At the International Conference on Intelligent Robots last week in Madrid, we were told to expect robots to become more human-looking:
A source of controversy due in part to fears for human employment, the presence of robots in our daily lives is nevertheless inevitable, engineers at the conference said.
The trick to making them more palatable, they added, is to make them look and act more human so that we accept them into our lives more easily…
Actually, the underlying assumption here is surely incorrect. Robots like the Roomba succeed in part because they don’t look or act like people, let alone threaten people. They just do jobs people would prefer not to do or maybe can’t.
It’s not even clear that housework robots would necessarily threaten anyone’s job. They might enable a home caregiver to take the client out for some fresh air instead of spending all the allotted time cleaning up.
Looking like a human being might also create problems. For example, we are told:
Welcoming robots into households or workplaces involves developing “multipurpose machines that are capable of interacting” with humans without being dangerous, said Philippe Soueres, head of the robotics department at a laboratory belonging to France’s CNRS scientific institute.
As such, robots must move around “in a supple way” despite their rigid mechanics and stop what they are doing in case of any unforeseen event, he added.
That’s why people are choosing “modular systems shaped like human bodies” which are meant to easily fit into real-world environments built for humans. AFP, “Increasingly human-like robots spark fascination and fear” at France24
But will the most efficient way to construct a robot to fit into real-world human environments really be to make it look more like a human? That would make the robot a competitor for (often scarce) space.
By contrast, making it easy to snap apart for compact storage, possibly even modular storage, would make more sense. More customers want to hear about “lightweight, easy, compact storage” than “looks and sounds just like the guy in that film” (and takes up as much space, too).

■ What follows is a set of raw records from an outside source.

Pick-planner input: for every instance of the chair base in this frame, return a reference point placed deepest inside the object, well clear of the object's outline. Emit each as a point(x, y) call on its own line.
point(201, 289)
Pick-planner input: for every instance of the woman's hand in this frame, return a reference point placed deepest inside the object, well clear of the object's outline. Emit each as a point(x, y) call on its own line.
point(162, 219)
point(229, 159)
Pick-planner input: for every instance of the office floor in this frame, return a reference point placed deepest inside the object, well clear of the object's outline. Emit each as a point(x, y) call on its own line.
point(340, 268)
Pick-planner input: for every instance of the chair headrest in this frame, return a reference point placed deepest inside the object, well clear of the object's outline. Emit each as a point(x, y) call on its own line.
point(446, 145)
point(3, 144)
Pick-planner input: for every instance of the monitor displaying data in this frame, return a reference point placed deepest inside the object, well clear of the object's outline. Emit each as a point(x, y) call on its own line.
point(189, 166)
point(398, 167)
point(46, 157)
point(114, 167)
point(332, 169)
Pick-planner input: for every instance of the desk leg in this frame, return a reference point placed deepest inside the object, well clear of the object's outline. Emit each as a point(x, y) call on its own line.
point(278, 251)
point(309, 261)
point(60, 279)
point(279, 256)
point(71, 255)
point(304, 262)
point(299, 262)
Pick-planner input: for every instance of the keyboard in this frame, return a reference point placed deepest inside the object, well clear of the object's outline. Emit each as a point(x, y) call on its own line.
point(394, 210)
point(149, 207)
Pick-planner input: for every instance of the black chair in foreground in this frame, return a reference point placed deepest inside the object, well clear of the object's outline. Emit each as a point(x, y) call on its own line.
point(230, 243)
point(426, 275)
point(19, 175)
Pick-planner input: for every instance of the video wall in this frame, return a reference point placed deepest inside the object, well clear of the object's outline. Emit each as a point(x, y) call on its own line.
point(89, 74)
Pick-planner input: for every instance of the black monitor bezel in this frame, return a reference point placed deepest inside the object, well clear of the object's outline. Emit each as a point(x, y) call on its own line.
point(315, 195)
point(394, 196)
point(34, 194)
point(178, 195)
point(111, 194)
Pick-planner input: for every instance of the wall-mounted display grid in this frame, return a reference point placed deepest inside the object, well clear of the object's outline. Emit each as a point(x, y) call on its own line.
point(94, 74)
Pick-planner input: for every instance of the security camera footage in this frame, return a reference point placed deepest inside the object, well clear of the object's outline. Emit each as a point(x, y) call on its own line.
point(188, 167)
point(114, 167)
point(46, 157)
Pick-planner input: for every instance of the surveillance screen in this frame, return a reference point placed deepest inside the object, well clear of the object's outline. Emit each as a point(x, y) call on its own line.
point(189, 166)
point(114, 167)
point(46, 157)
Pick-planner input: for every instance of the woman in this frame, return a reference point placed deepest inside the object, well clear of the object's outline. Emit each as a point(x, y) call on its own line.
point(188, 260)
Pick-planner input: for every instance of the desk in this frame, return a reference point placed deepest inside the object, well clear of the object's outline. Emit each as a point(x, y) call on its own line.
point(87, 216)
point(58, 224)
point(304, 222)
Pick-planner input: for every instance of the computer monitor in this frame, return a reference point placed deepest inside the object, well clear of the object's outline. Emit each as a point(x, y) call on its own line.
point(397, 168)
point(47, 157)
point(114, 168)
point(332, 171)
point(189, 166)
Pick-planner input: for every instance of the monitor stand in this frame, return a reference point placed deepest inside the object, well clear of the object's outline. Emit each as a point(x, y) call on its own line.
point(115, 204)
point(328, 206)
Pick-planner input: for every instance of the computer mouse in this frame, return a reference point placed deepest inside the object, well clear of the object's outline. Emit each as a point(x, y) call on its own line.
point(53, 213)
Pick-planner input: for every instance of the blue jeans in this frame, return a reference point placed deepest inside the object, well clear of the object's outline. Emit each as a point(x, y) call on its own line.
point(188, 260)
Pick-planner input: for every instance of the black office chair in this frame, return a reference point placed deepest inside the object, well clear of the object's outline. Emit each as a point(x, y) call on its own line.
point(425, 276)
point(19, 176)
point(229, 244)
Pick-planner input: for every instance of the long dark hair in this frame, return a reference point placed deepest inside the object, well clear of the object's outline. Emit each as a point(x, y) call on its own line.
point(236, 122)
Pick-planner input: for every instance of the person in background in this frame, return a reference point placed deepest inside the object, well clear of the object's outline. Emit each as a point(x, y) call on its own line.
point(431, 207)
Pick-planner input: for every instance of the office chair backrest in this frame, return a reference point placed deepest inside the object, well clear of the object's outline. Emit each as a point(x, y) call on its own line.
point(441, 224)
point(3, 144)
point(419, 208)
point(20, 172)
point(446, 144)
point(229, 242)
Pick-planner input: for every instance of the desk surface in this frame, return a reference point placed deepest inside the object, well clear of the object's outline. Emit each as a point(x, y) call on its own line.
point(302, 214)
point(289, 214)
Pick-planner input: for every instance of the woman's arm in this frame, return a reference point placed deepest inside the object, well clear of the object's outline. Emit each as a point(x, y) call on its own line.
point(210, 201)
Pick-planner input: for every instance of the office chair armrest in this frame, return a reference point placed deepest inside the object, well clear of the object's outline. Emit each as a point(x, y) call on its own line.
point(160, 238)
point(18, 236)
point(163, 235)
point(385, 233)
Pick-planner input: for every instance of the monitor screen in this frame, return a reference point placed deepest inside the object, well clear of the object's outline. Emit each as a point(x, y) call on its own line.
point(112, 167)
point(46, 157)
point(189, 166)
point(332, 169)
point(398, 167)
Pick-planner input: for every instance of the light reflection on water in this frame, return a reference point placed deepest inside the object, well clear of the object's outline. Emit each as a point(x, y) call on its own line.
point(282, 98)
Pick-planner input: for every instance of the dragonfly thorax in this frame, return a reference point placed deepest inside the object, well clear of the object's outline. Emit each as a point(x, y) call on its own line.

Highly tech-driven industries are prone to assuming that the customer wants what the technician wants to build. The buzz around the driverless car, for example, sometimes sounds as if most drivers would just love to leave the driving to someone else. If the buzz boys think so, they are kidding themselves. They are mistaking general interest in their amazing feats for serious commitment to a significant cultural change. Well, the market will decide and we shall see.